Module:Sandbox/AbstractWikipedia/Wikidata
Appearance
This is the Wikidata module of the Abstract Wikipedia template-renderer prototype.
It defines various helper function which access Wikidata items and lexemes, and return certain properties of them in a convenient format (e.g. a boolean, a string or a table, depending on the required data).
local p = {}
local gf = require("Module:Sandbox/AbstractWikipedia/GrammaticalFeatures")
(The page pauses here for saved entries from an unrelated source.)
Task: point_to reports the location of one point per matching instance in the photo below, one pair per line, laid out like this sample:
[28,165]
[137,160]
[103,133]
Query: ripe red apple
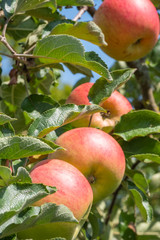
[116,105]
[131,27]
[74,191]
[97,155]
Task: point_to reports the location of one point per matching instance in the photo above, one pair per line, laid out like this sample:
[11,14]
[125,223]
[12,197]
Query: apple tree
[41,43]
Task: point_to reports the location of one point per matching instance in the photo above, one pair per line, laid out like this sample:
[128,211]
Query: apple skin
[97,155]
[131,28]
[116,105]
[74,191]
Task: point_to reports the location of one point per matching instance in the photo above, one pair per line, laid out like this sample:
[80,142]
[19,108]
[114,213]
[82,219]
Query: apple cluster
[131,28]
[91,163]
[88,168]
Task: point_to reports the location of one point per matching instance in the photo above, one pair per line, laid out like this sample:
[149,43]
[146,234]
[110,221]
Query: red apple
[116,105]
[131,27]
[74,191]
[97,155]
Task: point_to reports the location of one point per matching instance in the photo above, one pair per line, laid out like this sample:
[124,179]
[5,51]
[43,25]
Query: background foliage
[41,42]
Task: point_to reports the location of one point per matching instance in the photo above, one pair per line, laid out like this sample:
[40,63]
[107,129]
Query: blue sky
[67,76]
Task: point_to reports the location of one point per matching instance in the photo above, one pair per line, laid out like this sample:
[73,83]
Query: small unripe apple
[130,27]
[116,106]
[97,155]
[73,191]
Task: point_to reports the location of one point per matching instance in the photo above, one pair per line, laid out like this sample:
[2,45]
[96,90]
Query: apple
[97,155]
[116,105]
[74,191]
[156,3]
[130,27]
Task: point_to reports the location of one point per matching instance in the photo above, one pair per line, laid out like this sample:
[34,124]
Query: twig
[80,13]
[143,78]
[115,194]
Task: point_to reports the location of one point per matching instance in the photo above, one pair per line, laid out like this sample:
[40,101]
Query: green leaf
[67,49]
[75,2]
[6,130]
[24,5]
[16,197]
[87,31]
[36,104]
[19,147]
[56,117]
[93,220]
[21,26]
[154,183]
[124,220]
[142,148]
[79,69]
[6,177]
[139,179]
[138,123]
[37,217]
[5,119]
[141,202]
[148,237]
[102,89]
[45,13]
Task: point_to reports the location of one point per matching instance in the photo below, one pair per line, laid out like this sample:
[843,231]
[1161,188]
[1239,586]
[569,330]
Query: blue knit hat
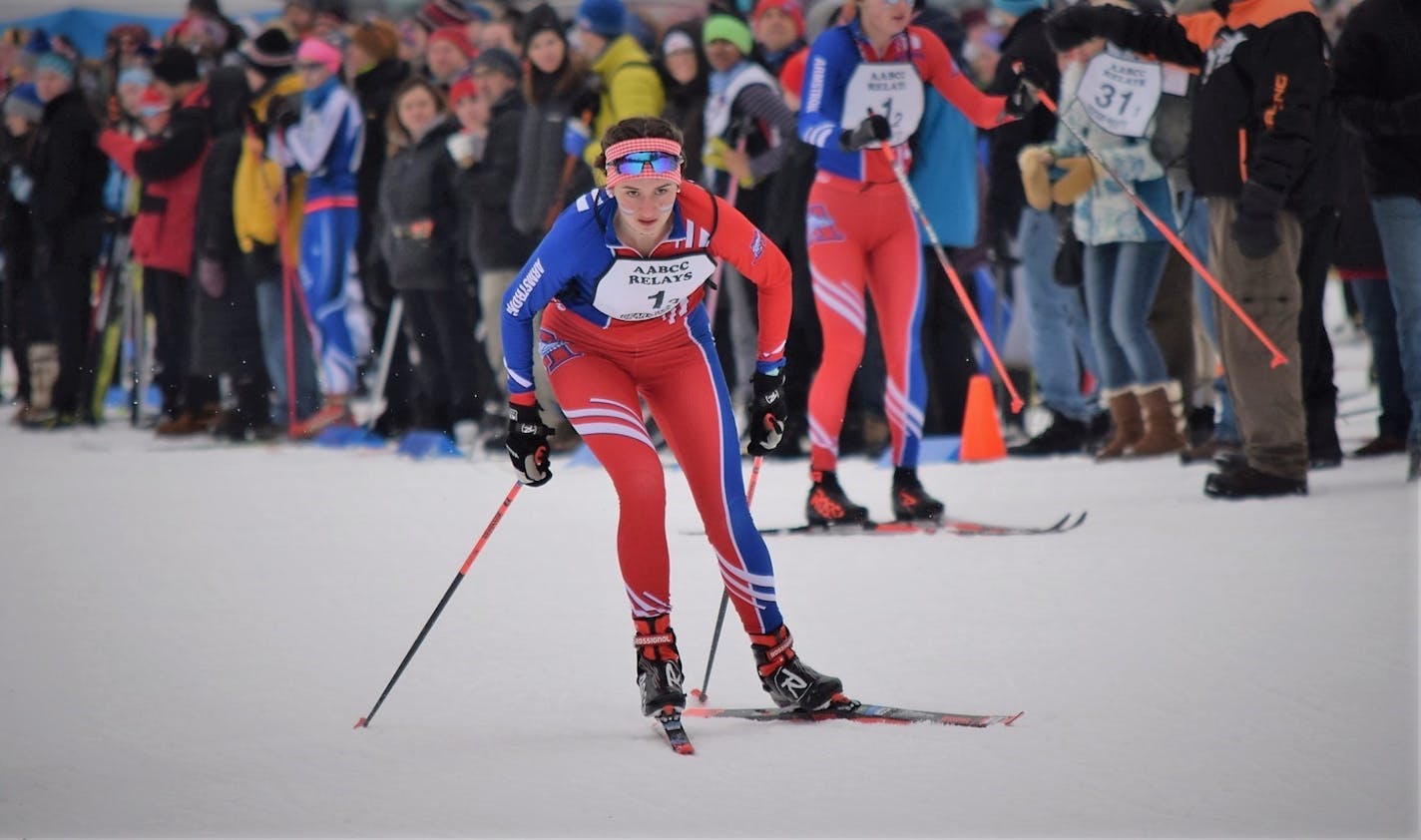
[24,101]
[603,17]
[54,63]
[1018,7]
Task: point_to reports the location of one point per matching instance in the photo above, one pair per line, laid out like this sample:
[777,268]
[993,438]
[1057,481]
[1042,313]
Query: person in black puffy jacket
[421,246]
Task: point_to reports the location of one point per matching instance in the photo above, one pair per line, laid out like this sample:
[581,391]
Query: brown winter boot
[1162,428]
[1127,422]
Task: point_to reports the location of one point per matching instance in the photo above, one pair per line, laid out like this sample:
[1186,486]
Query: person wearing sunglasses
[623,276]
[863,90]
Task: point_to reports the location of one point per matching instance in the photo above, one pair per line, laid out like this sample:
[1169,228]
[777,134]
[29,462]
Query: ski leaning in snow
[945,525]
[850,709]
[668,723]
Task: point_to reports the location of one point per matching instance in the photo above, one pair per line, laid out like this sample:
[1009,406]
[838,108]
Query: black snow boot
[787,679]
[659,665]
[1063,437]
[827,502]
[1245,482]
[910,501]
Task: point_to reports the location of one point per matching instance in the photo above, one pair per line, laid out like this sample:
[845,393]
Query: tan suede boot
[1162,427]
[1127,421]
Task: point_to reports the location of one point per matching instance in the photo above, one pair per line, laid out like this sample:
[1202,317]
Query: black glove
[283,111]
[528,444]
[1073,26]
[873,128]
[1255,227]
[767,412]
[1022,99]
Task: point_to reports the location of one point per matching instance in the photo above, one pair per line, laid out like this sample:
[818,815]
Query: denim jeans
[271,317]
[1398,221]
[1378,317]
[1195,213]
[1061,333]
[1122,278]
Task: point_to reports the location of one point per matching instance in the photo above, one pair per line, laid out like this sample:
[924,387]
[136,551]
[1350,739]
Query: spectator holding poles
[1252,156]
[322,134]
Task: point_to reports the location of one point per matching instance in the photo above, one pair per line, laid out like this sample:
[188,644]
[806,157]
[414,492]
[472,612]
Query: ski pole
[952,274]
[387,351]
[732,194]
[724,595]
[458,579]
[1170,234]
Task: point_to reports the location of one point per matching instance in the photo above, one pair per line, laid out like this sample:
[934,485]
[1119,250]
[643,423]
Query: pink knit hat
[318,52]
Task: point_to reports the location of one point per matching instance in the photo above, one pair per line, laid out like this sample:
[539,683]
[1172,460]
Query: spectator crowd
[331,205]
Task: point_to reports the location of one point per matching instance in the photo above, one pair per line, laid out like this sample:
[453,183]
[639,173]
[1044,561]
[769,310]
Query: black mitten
[528,444]
[873,128]
[767,412]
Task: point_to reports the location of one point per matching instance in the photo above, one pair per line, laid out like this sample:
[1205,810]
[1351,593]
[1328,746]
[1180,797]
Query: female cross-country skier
[622,276]
[864,84]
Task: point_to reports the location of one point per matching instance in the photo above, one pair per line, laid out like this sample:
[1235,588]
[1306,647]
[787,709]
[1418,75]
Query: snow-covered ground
[188,635]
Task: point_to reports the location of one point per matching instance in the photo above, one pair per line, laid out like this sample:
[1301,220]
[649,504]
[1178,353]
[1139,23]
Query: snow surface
[188,635]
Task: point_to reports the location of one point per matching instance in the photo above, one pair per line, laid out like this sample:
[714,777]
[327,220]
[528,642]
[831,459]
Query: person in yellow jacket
[630,86]
[267,210]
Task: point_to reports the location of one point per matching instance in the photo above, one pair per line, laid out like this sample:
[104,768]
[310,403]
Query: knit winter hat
[270,53]
[441,13]
[603,17]
[24,101]
[724,27]
[54,63]
[791,7]
[543,17]
[499,60]
[318,52]
[456,36]
[378,39]
[1018,7]
[135,76]
[175,66]
[151,103]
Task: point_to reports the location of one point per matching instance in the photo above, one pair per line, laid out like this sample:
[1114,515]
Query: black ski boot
[659,665]
[787,679]
[910,501]
[1063,437]
[828,505]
-- Helper function to safely explore a path in table, and return nil upon
-- missing fields
local function explorePath(data, ...)
for _, v in ipairs(arg) do
if type(data) ~= "table" then
mw.log("Cannot access path element "..v)
return nil
end
data = data[v]
end
return data
end
-- Returns the list of demonyms (together with their features) for a q_id in a
-- given language.
function p.getDemonyms (q_id, lang)
lang = lang or language -- language should be a global variable
local demonyms = mw.wikibase.getBestStatements( q_id, "P1549" )
local result = {}
for _, demonym_table in ipairs(demonyms) do
local value = explorePath(demonym_table, "mainsnak", "datavalue", "value")
if (value and explorePath(value, "language") == lang) then
local label = explorePath(value, "text")
if label then
local demonym = { label = label, features = {} }
feature_tables = explorePath(demonym_table, "qualifiers", "P518") --, 1, "datavalue", "value", "id")
if feature_tables then
for _, feature_table in ipairs(feature_tables) do
local feature = explorePath(feature_table, "datavalue", "value", "id")
if feature then
table.insert(demonym.features, feature)
end
end
end
-- A demonym can be linked to a lexeme
sense_id = explorePath(demonym_table, "qualifiers", "P7018", 1, "datavalue", "value", "id")
if sense_id then
demonym.lexeme = mw.wikibase.lexeme.splitLexemeId(sense_id)
end
table.insert(result, demonym)
end
end
end
return result
end
-- Helper function to get the label of an Item, and possibly do some fallback
-- logic if the label is missing.
-- Note that language should be a globally-defined variable.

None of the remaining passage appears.